Thomas Hall is a gifted artist with amazing talent. He knows it and thinks the world should know it, too. He feels entitled: to recognition, to wealth, to adoration, to glory. Hall has no need of or belief in any power higher than himself.
But a series of bad business decisions leads him to conflicting commissions. He has been hired to paint an honorarium to Charles Darwin and his Theory of Evolution for a science museum, and to do a mural of Christ healing the sick and downtrodden for a children's hospital. It's a conflict that eventually rocks Hall's soul and changes his life.

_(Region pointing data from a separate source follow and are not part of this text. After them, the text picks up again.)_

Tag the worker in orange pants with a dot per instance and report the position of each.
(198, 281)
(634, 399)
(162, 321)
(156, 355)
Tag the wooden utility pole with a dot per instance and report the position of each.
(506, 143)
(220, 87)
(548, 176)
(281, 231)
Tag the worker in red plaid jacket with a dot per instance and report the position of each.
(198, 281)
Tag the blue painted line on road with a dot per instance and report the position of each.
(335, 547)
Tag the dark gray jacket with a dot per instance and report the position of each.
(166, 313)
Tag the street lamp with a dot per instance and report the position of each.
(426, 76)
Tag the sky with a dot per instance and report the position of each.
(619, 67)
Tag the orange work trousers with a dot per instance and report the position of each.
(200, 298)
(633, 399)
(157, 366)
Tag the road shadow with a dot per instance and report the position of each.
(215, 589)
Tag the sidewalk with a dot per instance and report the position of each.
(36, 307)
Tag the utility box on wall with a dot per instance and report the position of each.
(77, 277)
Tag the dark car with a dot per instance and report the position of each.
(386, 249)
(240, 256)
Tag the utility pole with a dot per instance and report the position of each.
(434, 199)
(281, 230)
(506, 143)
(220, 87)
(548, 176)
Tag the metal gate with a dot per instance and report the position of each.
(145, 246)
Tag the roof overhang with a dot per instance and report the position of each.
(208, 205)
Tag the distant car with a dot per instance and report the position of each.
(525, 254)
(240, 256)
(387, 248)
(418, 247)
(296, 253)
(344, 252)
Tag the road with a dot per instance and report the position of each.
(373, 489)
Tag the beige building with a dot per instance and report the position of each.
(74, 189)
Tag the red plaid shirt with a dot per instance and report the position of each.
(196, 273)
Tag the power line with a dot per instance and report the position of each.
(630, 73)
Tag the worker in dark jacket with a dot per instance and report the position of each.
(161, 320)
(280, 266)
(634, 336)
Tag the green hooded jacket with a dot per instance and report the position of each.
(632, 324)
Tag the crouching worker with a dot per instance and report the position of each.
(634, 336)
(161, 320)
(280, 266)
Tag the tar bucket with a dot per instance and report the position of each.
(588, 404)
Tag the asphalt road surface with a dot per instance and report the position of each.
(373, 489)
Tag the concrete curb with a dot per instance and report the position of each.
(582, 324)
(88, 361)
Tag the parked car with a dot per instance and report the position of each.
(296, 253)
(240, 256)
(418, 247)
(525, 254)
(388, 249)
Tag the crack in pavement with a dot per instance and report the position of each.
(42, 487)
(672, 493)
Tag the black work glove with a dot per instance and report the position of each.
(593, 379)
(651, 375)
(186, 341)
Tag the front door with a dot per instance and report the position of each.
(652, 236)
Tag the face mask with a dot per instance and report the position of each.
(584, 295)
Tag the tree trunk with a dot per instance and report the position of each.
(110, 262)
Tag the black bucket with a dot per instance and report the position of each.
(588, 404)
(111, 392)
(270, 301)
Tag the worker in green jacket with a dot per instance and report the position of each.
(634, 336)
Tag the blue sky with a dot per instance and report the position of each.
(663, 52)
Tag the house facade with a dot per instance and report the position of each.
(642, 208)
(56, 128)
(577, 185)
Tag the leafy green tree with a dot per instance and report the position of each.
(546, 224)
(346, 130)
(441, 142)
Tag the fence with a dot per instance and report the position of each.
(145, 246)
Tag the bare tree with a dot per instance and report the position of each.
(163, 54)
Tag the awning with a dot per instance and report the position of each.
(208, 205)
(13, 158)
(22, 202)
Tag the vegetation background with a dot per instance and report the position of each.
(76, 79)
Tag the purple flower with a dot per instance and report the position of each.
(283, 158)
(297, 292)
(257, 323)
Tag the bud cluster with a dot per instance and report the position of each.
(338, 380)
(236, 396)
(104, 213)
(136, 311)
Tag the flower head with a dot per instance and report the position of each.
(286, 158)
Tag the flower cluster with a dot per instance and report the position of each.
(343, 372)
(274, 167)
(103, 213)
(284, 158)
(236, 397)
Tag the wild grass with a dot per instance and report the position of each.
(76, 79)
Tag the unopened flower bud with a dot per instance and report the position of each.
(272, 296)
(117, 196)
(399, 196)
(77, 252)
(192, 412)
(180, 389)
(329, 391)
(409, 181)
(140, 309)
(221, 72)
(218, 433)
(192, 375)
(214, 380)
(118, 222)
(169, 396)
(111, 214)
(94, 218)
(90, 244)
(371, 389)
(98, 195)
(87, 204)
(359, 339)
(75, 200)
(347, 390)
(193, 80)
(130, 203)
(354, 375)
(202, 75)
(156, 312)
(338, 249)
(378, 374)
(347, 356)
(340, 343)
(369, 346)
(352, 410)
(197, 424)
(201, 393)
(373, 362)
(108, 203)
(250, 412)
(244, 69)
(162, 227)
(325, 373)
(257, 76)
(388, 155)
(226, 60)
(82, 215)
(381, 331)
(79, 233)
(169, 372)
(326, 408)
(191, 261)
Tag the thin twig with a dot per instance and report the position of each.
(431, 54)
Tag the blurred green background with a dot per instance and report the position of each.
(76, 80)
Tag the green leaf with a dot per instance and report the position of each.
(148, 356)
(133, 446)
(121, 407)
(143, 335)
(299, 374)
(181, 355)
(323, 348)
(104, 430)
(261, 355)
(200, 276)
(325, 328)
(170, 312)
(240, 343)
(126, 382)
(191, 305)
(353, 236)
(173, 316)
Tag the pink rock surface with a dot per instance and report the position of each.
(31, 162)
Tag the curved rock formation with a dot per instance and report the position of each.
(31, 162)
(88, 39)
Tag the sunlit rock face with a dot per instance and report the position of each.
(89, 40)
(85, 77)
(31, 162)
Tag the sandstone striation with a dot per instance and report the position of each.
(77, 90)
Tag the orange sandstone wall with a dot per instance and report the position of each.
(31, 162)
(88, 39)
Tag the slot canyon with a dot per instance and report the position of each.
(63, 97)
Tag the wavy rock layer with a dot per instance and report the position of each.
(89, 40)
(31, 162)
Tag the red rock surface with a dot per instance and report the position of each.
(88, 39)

Hall's journey makes a compelling story, told with equal artistry by Kieth Merrill, film director-turned-novelist, in "The Evolution of Thomas Hall" (Shadow Mountain, $27.99).
Merrill has worked in the film industry as a writer, director and producer for 35 years. He's produced 45 films, including "The Great American Cowboy," which won an Academy Award in 1973, and "Amazon," which was nominated for an Oscar in 1997.
But this is his first novel.
"I met (Deseret Book president and CEO) Sheri Dew back when we were working on the 'Windwalker' movie," Merrill said in a telephone chat from his California home just before he was heading off to China for a project. "She's been after me to write a book ever since. She finally made me promise I'd write one. Doesn't everyone kind of want to write a book?
"Finally, while I was waiting for some other projects, a window of time came along, and with it, the peace of mind necessary to focus on a book."
Merrill came up with several ideas, most of them based on unproduced screenplays, outlines and proposals.
"I'm sitting on about 70 of those altogether," he said.
He actually came up with an elaborate, extended outline for an adventure story featuring a character named Jack Stone. But when he sat down with Dew, she picked the story of Thomas Hall, the artist who found faith. "So Jack Stone had to wait; but I do have a lot of ideas for him," Merrill said.
Writing a novel rather than a screenplay was a pleasurable experience, he added. "I've always loved language. But screenplays are by nature terse and abbreviated. So, it was fun to plunge in."
Merrill has a "dream cottage" in the woods that "was built for writing. I can go back there and close off the world. It's a pleasure beyond words." Not to mention, he says, "all you have to deal with is the characters. You don't have to find someone to give you $10 million to make a movie."
With a movie, you have the finished story in hand before you begin, he said; you try to find the action to fit the description. "A film has to speak for itself. When the lights go down, it's what's on the screen that counts. I hope the same works for the book. I'm still trying to project the movies in my mind into the minds of others, but now it's through the written word."
Writing a novel is "a whole different process," he said. "It lets you play with language, chew on words, find subtle messages and metaphors — all things that are not appropriate in a screenplay. It's a joyous process."
And one that may have changed him.
"People tell me that the screenplays I've written since are different, have more prose," he said. "It used to be that the car just skidded around the corner; now, the tires squeal."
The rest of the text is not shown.